The researchers used data from 8,500 children taking part in the Growing Up In Ireland study - an ongoing study which has been monitoring the development of nearly 20,000 children since 2007.

They found that 40% of children in Ireland own a mobile phone by the age of nine. Furthermore, in both reading and maths, these children ‘fare less well in terms of their academic development as they move into adolescence'.

Those who had a phone from the age of nine scored an average of 4% less in standardised reading and maths tests at the age of 13.

The researchers noted that children attending more socially disadvantaged schools were more likely to own a mobile phone by the age of nine, while children with parents who have a higher income and a higher level of education were less likely to have their own phone by the same age.

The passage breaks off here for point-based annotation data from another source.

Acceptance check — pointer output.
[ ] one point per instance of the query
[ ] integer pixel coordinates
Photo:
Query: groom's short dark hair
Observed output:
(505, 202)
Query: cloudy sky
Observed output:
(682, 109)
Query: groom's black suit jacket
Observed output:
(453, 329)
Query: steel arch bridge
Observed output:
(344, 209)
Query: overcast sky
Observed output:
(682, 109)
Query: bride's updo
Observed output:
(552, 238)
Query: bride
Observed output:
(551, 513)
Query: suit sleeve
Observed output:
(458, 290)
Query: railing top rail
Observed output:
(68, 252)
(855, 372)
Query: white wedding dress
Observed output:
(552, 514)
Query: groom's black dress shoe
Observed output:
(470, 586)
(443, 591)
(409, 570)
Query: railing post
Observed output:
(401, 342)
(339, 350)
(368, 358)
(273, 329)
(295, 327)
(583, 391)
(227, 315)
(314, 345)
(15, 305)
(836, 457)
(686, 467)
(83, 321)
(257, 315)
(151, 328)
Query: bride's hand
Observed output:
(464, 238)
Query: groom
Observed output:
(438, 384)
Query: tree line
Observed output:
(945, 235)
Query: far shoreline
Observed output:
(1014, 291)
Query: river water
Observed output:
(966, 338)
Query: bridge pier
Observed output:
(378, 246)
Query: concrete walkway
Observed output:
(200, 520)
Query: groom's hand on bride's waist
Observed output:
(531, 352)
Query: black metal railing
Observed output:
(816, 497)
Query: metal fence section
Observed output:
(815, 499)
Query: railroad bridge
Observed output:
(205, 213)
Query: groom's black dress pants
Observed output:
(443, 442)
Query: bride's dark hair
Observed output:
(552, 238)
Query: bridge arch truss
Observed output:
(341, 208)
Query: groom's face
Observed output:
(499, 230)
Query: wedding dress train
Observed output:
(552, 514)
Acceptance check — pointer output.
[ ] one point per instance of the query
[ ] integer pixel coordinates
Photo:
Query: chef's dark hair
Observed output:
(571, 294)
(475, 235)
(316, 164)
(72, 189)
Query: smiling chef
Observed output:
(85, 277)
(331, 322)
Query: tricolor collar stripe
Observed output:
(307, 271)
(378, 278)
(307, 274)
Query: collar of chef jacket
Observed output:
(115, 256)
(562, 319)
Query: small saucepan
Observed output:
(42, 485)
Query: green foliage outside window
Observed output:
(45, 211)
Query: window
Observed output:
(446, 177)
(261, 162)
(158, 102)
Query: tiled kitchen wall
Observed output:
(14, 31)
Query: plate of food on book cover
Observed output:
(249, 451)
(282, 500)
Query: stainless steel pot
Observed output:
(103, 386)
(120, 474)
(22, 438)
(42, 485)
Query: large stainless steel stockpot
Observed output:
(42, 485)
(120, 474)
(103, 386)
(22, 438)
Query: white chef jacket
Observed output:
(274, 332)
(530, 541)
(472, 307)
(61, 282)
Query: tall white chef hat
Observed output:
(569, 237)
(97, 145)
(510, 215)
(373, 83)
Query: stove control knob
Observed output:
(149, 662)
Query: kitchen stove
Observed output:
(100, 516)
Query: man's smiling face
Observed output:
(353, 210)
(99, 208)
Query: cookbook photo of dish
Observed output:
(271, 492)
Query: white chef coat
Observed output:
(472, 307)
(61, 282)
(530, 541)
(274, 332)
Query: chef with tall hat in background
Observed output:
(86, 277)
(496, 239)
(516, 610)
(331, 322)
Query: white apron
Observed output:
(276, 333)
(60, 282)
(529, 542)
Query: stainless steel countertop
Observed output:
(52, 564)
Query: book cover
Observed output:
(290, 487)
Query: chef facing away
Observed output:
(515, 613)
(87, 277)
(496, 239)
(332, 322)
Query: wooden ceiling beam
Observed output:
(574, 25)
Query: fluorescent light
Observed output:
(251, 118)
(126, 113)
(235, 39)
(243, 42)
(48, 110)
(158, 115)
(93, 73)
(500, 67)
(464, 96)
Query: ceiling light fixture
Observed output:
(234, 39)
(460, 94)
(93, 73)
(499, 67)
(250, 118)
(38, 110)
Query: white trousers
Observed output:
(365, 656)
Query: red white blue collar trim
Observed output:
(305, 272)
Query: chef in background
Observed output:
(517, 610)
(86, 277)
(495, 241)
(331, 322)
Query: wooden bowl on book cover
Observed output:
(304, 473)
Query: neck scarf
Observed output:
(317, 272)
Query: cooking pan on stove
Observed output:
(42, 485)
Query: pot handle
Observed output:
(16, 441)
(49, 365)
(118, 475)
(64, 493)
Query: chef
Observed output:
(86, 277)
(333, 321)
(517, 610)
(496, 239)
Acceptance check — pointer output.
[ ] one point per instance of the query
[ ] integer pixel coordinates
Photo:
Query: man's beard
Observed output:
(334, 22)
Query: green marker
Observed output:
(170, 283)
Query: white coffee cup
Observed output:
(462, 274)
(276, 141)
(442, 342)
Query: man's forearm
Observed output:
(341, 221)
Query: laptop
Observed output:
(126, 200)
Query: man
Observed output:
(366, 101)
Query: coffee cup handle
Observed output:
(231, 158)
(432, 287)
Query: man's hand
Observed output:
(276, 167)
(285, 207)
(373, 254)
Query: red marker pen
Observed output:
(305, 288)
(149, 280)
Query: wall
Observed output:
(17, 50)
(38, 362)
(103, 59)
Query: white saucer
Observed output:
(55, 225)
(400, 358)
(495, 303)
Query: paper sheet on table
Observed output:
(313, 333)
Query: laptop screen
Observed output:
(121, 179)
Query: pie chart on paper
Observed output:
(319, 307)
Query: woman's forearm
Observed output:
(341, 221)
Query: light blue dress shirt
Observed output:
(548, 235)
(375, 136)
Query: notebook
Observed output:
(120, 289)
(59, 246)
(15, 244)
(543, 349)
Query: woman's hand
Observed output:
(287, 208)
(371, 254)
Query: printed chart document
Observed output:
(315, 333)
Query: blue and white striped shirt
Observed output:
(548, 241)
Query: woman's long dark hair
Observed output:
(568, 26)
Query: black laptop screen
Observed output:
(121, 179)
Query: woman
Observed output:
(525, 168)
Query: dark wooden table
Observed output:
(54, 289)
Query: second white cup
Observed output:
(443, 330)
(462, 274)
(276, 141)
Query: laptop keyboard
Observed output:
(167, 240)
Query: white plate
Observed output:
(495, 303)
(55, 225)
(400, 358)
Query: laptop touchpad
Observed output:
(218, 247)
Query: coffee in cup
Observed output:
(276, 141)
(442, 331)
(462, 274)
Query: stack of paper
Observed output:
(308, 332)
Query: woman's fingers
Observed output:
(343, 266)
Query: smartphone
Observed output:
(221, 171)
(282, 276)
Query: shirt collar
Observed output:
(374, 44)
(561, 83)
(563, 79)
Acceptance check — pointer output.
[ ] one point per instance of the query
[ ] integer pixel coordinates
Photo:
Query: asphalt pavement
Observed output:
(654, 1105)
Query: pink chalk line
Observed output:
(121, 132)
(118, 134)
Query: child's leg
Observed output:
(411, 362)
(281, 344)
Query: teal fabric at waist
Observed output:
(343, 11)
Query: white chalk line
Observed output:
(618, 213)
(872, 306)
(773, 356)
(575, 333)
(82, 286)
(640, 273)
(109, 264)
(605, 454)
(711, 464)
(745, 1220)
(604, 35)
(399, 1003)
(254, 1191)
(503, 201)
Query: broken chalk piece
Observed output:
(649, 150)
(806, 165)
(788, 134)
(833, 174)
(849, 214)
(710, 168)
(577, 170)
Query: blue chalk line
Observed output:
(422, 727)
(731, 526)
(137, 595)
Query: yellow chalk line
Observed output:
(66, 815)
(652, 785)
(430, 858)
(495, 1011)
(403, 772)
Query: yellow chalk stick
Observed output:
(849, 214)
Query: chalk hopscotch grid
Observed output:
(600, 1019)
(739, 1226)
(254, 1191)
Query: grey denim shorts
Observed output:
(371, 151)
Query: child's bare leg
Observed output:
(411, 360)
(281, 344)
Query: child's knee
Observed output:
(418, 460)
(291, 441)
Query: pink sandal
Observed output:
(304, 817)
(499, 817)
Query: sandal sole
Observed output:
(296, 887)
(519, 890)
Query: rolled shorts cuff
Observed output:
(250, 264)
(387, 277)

However, the observed link between mobile phone ownership and test scores remained even when factors which usually influence tests scores, such as socioeconomic class, were taken into account.

The researchers suggested that the findings may help schools to make decisions about access to such devices during school hours, particularly primary schools.

"The findings suggest that there may be significant educational costs arising from early mobile phone use by children. Parents and policymakers should consider whether the benefits of phone availability for children are sufficiently large to justify such costs," they said.

According to ESRI associate research professor, Selina McCoy, this is the first time the ESRI has looked at the impact of mobile phone ownership on children's academic development.

"It is important to keep monitoring this going forward in order to provide evidence for the growing debate about the potential effects of screen time and mobile phone use on young people in Ireland," she said.